Beans on Toast has one of those unmistakable voices — warm, husky, and weathered by two decades of storytelling that can fill even the smallest room with truth. Pair that with his candid stage presence and you get gigs where people don’t just listen; they feel. Audiences sway, sing, dance, laugh, and sometimes cry, carried along by songs that are as emotionally open as they are sharply observative.

That’s exactly what Totnes can expect when he brings his intimate winter tour to the Barrel House Ballroom on 10 December, performing a repertoire of esteemed classics alongside new tracks from his latest album, which drops on 1 December.

This year’s run leads into the release of Kill Them With Kindness, his seventeenth studio album, and one he describes as a “juxtaposition” of the political and the personal. Written over the past year, the record moves between the chaos of global politics and the everyday joys of family life, late nights in grassroots venues, and even the adventures of his new cat. “It’s just what I’m thinking about,” he says. “Your mind goes from wars and world events to whatever’s happening right in front of you. The balance in my life becomes the balance in the album.”

The first single, The Glastonbury Oak, perfectly captures that balance of sincerity, whimsy and community. The song tells the true story of a small tree he acquired at Glastonbury Festival, later planted at a pub on the edge of the Peak District. It’s a celebration of ritual and connection — the kind that echoes in places like Totnes, where creativity and community shape the town’s cultural heartbeat.

Across the album, his songwriting remains unmistakably candid. Fans who once approached him to talk about the hedonistic chaos of early tracks now share birth stories in response to Magic, or confide in him about grief after hearing Send Me a Bird. Those conversations, he says, are the grounding force of his work. “That’s what really makes me happy as a songwriter — that connection, when people feel comfortable enough to talk about what the songs mean to them.”

Family life has become a deeper part of that evolution too. His seven-year-old daughter, Ren, now features in the creative process with surprising confidence. “She’s very opinionated,” he laughs. “She tells me which bits to change.” Recently she even contributed a new word: after a discussion about books, she declared that “non-fiction” should be renamed “fact-tion” — because it’s about facts, not the absence of fiction. Beans on Toast has promised to champion the term on stage, and fully intends to keep spreading it.

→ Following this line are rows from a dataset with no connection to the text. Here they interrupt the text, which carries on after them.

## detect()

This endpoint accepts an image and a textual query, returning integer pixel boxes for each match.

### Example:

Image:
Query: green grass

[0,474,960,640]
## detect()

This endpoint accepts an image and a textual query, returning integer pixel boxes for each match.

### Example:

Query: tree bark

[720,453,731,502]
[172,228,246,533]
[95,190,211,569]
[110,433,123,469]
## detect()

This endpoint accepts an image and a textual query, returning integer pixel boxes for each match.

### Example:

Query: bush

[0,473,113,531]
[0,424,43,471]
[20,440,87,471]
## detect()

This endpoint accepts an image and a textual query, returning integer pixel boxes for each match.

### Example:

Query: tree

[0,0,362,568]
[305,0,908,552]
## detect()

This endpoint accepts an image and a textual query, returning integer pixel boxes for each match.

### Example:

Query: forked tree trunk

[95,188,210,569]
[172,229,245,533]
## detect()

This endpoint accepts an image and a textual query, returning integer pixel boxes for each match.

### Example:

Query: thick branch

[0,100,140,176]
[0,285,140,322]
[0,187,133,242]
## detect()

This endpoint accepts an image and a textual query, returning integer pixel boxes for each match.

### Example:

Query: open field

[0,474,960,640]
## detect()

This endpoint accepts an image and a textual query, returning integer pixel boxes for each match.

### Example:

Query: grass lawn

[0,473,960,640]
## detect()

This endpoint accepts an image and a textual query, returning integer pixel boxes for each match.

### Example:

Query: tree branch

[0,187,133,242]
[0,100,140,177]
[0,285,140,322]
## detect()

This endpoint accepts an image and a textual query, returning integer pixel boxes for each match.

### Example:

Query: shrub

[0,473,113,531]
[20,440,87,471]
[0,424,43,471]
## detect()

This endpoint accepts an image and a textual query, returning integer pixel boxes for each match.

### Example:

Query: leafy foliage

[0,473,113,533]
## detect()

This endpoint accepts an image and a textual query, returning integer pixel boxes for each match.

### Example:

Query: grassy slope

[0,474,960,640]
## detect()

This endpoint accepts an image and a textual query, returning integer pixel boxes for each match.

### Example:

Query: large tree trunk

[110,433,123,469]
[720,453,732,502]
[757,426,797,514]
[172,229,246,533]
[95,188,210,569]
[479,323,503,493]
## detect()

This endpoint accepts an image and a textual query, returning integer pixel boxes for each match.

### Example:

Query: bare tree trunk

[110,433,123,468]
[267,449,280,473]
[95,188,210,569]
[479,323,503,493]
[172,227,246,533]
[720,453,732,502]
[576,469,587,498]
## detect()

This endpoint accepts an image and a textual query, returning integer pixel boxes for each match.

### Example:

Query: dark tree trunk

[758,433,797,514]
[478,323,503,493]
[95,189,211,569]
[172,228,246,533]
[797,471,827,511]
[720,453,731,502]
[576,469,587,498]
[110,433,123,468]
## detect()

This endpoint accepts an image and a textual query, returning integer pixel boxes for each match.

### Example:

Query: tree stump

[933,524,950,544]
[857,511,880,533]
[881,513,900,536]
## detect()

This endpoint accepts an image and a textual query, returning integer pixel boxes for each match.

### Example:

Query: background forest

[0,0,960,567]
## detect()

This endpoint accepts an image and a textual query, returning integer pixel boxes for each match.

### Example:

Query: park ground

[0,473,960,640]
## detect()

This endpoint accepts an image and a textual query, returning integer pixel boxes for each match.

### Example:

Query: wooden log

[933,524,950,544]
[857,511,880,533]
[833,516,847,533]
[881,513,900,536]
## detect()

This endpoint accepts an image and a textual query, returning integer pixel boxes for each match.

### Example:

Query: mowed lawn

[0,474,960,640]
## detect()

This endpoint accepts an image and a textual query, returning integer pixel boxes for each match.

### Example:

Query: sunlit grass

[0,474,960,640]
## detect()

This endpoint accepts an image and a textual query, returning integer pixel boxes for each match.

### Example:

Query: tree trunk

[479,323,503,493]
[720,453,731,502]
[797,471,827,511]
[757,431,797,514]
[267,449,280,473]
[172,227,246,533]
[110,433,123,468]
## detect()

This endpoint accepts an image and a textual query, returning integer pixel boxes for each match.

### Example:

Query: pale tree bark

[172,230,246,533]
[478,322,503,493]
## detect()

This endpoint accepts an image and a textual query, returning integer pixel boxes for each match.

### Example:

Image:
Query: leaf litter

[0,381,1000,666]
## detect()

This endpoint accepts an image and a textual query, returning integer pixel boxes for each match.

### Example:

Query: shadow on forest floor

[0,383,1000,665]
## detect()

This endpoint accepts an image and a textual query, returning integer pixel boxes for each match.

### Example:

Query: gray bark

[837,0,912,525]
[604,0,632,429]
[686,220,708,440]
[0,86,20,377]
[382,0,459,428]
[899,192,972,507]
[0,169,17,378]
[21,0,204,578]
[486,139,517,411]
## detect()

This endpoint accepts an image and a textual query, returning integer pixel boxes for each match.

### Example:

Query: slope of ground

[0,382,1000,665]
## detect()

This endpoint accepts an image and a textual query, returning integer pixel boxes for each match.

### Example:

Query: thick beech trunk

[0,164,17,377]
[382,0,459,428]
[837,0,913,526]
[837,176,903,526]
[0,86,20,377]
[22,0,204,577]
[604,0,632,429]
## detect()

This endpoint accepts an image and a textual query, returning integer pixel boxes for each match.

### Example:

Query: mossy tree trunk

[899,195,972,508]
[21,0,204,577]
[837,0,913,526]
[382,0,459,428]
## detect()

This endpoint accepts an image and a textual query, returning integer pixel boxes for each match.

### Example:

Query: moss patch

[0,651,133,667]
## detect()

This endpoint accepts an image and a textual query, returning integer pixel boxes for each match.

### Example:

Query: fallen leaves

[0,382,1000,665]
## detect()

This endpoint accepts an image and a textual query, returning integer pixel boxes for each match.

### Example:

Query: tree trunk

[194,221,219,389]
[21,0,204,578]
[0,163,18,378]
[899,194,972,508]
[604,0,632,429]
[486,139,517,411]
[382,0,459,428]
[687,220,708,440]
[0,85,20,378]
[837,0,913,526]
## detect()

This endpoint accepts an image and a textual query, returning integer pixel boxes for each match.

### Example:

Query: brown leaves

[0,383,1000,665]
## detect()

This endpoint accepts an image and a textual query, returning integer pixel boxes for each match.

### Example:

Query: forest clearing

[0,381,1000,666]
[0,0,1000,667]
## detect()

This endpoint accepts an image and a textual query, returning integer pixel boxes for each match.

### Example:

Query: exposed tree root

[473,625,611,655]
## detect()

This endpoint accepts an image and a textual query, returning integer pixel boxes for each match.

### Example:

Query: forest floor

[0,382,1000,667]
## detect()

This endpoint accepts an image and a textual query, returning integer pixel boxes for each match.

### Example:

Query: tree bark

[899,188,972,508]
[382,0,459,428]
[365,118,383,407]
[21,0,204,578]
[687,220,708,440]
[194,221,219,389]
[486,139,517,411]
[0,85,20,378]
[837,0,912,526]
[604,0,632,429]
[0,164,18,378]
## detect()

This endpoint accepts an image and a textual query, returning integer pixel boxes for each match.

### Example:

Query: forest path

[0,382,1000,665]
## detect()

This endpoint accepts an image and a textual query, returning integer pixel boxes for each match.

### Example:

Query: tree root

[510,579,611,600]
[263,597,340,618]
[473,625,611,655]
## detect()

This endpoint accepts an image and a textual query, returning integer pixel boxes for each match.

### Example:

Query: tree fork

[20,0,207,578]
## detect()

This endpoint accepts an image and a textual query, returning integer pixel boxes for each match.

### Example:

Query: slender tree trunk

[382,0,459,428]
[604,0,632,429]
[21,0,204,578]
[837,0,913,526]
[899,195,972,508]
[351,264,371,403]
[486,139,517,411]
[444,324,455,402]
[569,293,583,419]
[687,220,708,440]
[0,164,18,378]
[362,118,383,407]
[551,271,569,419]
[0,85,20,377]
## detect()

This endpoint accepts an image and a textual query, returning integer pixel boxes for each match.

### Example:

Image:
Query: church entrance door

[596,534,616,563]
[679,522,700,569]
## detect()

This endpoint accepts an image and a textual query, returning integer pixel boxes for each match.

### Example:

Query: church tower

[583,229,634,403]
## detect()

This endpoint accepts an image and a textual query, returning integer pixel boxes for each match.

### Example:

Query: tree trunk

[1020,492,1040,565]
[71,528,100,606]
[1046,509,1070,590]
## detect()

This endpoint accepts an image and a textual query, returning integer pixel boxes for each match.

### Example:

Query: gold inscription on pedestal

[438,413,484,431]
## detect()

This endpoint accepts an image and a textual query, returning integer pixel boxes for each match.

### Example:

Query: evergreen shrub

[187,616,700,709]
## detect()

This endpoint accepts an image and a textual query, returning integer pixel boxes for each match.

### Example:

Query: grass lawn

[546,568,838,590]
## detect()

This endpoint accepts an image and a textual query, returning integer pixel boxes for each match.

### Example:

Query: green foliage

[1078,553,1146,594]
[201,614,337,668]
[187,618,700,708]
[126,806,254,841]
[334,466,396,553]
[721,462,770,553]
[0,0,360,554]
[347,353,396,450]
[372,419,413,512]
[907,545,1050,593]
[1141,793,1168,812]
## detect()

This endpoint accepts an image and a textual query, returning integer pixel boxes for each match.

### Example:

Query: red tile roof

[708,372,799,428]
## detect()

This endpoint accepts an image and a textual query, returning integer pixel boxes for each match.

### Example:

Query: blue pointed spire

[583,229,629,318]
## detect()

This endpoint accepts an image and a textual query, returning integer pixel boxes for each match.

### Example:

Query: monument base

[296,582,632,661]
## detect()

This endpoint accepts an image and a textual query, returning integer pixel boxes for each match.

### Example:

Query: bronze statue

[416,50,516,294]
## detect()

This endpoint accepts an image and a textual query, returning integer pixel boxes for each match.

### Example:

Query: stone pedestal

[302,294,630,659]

After these intimate December shows, he’ll return in March 2026 with a full-band national tour. “Every November and December I do this kind of beat-market tour — visiting towns that usually get missed,” he says. “Then once the album’s out, we do the Manchesters, the Londons, all the places you’d expect.”

For spectators at the Barrel House, the cosy venue offers something special: the chance to hear the raw, unvarnished versions of the songs, delivered up close and with the warmth, humour and honesty that have made him one of the most beloved voices in British folk music for almost two decades.